Kate Kirwin - Pendiri SheCodes - Komunitas untuk Kaum Perempuan

LEWATI KE KONTEN UTAMA
Pangea temporary hotfixes here

Ketika Kate Kirwin berusia 20 tahun, dia mulai belajar membuat kode secara autodidak. Namun, karena belajar sendiri, kemajuannya dengan cepat menemukan jalan buntu. Grup coding yang ada saat itu didominasi oleh kaum pria dan Kate merasa tidak bisa menjadi jati dirinya sendiri dan harus bersikap berbeda di antara mereka. Jadi dia mendirikan komunitasnya sendiri di Australia yang disebut SheCodes, untuk mengajarkan keterampilan teknis kepada kaum perempuan dan menciptakan koneksi ke jalur karier, serta menyediakan lingkungan pembelajaran khusus perempuan. Cerita Kate adalah kisah terbaru dalam seri Logitech MX #WomenWhoMaster. Di sini, dia berbicara tentang perjuangannya menemukan komunitas, semangatnya untuk mewujudkan ide-ide segar, dan bagaimana dia berharap bisa meninggalkan dunia ini menjadi tempat yang lebih baik daripada saat dia menemukannya.

T: Apakah Anda tertarik untuk mengejar karier di bidang STEM sejak usia muda?

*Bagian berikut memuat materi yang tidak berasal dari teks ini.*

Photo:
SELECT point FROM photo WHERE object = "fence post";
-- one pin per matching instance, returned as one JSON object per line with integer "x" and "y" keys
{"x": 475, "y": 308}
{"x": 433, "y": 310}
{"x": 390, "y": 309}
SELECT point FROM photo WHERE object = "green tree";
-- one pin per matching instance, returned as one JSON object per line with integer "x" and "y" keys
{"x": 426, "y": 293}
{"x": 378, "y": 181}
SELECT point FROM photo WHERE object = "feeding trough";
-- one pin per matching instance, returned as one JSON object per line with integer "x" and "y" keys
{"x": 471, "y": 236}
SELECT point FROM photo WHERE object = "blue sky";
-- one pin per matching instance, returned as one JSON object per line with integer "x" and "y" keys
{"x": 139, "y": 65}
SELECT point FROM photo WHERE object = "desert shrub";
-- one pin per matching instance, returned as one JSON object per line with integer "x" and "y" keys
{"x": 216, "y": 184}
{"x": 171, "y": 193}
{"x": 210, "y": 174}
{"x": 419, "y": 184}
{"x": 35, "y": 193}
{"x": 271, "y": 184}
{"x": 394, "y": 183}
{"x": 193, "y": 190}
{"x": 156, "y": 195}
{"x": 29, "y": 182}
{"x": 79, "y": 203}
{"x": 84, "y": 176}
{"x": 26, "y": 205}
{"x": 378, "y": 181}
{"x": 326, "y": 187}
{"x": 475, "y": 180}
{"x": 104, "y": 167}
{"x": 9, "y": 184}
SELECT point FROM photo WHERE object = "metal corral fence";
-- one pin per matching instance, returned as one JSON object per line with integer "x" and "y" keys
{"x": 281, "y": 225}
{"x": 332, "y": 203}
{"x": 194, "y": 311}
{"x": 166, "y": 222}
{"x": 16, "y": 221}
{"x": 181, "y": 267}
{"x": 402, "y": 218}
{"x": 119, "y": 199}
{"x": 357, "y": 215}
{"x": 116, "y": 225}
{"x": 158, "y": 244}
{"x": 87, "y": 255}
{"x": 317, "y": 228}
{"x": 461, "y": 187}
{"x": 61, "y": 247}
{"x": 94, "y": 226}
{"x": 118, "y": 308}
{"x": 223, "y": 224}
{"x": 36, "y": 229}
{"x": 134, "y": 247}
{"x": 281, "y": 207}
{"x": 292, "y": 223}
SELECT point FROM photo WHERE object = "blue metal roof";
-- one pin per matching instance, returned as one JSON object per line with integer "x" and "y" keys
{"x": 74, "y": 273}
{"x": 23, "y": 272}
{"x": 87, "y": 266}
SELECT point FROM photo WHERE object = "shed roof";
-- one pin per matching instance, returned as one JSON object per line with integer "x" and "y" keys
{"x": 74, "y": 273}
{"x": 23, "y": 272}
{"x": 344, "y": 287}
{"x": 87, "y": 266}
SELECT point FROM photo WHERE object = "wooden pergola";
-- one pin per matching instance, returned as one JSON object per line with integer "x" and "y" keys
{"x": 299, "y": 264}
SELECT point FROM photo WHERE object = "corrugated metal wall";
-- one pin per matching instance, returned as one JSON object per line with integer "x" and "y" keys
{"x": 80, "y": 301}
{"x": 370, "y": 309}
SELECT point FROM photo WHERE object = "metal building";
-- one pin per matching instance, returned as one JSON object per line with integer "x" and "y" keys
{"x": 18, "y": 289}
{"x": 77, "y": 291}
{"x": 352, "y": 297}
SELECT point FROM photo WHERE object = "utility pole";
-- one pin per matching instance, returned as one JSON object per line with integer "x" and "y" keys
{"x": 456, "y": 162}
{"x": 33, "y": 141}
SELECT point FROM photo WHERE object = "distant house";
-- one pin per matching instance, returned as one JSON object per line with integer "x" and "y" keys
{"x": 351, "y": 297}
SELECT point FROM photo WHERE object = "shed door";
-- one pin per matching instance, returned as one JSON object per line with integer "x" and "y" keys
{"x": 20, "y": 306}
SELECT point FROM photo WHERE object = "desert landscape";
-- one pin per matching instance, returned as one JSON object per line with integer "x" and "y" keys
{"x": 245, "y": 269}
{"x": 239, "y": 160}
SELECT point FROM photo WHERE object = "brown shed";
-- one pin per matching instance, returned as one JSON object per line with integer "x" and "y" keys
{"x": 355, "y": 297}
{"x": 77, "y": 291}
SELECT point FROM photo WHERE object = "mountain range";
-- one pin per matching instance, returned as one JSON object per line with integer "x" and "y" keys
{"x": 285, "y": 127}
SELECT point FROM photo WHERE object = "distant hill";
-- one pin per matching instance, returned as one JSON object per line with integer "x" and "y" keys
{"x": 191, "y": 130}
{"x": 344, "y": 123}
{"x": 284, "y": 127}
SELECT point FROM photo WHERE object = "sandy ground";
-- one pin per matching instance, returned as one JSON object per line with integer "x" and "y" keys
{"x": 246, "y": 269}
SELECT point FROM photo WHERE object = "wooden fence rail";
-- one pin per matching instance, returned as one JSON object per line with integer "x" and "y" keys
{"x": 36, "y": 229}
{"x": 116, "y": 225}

Ketika masih muda, saya tidak mempertimbangkan berkarier di bidang STEM karena itu bukan sesuatu yang dibicarakan orang-orang dengan saya. Masih ada stereotip bahwa orang yang cerewet, ceria, menyenangkan tidak kompatibel dengan dunia teknologi, meskipun sekarang saya tahu bahwa kedua hal itu bisa berjalan beriringan. Jadi, di awal karier saya, saya ingin melakukan hal-hal kreatif. Pemikiran melihat sesuatu diciptakan dari nol adalah sebagian yang menarik saya untuk menjadi penyelenggara acara (EO).   

Saat menyelenggarakan berbagai acara di Spacecubed, sebuah co-working space di Perth, Australia, saya menjadi sangat penasaran dengan apa yang dilakukan orang-orang di komunitas tersebut. Banyak anggota komunitas itu menjalankan bisnisnya sendiri, membuat aplikasi, membuat situs web. Meskipun tidak memiliki latar belakang teknologi, saya melihat bahwa saya dapat menggunakan kode untuk menciptakan sesuatu yang baru.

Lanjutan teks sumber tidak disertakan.